Officials have found how Chinese residents utilize cryptocurrencies to circumvent government prohibitions and send money out of the country as the Chinese government continues to attack cryptocurrencies.
Chinese ignore government restrictions on cryptocurrency
China’s central bank declared all Bitcoin and other virtual currency transactions illegal last month, stepping up a battle to stop the use of unlicensed digital money.
In 2013, Chinese banks were prohibited from dealing with cryptocurrencies, but the government reminded them this year. Officials were concerned that Bitcoin mining and trade could still be taking place, putting the state-run banking system in danger.
“Virtual currency derivative transactions are all illegal financial activities and are strictly prohibited,” the People’s Bank of China said on its website. Cryptocurrency proponents claim that they provide anonymity and flexibility, but Chinese regulators are concerned that they would erode the Communist Party’s control over the financial system and that they will aid in the concealment of illegal behavior.

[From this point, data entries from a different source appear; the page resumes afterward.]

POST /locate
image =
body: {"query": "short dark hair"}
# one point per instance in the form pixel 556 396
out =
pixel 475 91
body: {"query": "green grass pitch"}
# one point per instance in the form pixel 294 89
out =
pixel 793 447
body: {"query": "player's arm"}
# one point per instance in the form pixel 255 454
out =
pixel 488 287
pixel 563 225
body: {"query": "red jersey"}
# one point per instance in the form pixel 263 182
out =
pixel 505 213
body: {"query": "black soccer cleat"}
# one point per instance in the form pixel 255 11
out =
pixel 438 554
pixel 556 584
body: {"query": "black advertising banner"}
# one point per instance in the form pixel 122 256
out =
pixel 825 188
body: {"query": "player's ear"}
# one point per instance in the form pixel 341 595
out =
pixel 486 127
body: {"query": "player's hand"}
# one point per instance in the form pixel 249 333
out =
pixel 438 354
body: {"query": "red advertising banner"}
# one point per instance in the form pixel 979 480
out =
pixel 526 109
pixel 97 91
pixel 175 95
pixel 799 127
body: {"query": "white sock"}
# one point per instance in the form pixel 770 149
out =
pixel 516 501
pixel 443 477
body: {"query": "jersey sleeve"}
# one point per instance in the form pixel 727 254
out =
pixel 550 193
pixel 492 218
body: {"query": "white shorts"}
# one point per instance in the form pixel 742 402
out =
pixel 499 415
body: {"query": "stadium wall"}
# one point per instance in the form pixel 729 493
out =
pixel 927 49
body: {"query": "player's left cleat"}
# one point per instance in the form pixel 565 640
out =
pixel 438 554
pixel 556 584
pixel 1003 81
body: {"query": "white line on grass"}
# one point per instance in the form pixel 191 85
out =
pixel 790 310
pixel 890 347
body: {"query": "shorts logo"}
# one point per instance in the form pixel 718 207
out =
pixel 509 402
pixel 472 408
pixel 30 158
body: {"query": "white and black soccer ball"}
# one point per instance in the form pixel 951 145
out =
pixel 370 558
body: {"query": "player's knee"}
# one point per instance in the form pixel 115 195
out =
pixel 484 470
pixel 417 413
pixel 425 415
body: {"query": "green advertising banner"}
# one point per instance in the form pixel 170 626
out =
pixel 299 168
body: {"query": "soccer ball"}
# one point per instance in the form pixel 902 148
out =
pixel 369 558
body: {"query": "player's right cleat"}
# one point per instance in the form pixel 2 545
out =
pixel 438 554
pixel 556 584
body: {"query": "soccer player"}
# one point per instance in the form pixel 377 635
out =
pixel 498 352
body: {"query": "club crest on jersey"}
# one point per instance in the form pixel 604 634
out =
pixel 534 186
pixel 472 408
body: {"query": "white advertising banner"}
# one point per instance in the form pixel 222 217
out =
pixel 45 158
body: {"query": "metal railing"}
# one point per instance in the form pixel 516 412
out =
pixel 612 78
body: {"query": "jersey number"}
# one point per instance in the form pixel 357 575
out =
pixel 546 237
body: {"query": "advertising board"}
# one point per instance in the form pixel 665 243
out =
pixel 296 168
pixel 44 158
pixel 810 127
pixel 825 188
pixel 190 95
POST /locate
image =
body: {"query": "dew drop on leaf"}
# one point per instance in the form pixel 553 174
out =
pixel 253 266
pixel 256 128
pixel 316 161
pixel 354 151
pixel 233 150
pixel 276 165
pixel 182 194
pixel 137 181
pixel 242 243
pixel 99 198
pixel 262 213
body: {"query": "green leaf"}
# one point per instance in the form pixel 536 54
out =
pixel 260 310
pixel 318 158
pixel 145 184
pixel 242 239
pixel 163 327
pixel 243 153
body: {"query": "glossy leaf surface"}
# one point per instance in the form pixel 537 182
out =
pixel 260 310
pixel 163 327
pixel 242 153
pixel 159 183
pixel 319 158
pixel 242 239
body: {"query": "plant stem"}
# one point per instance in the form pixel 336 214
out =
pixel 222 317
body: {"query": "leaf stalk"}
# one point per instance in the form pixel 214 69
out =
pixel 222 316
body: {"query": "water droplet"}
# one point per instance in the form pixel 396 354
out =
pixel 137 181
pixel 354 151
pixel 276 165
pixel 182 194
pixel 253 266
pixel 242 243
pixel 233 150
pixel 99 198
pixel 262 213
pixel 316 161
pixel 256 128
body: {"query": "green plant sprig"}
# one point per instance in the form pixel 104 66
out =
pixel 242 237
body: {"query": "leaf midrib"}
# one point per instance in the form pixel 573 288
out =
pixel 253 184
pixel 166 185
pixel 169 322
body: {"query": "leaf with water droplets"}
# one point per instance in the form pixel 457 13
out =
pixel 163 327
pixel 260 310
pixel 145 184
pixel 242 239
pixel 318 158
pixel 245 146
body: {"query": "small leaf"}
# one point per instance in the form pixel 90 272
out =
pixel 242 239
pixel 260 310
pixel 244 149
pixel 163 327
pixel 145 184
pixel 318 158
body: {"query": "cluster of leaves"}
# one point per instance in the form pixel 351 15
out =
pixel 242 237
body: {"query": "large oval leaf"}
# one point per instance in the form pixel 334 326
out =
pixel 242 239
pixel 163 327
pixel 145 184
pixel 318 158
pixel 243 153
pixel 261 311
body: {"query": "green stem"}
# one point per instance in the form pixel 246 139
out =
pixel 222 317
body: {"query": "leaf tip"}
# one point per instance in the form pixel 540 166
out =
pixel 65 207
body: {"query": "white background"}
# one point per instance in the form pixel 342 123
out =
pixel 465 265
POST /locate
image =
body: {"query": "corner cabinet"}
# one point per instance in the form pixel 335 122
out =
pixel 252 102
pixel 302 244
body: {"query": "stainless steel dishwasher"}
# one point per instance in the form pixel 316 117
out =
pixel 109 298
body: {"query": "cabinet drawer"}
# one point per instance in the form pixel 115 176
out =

Many Chinese citizens, according to the Chinese authorities, are using cryptocurrencies to transmit money abroad, particularly to their neighbor Japan. Japanese regulators were the ones who discovered large foreign transactions from China to Japan this time.
During an inquiry, it was determined that the Chinese were using cryptocurrencies to send money to Japan. The monies were then changed into Japanese yen.
The revelation was made during a Japanese inquiry into corporate financial transfers, according to the Chinese authorities. A Japanese photographic company provided a conduit for Japan’s National Tax Agency.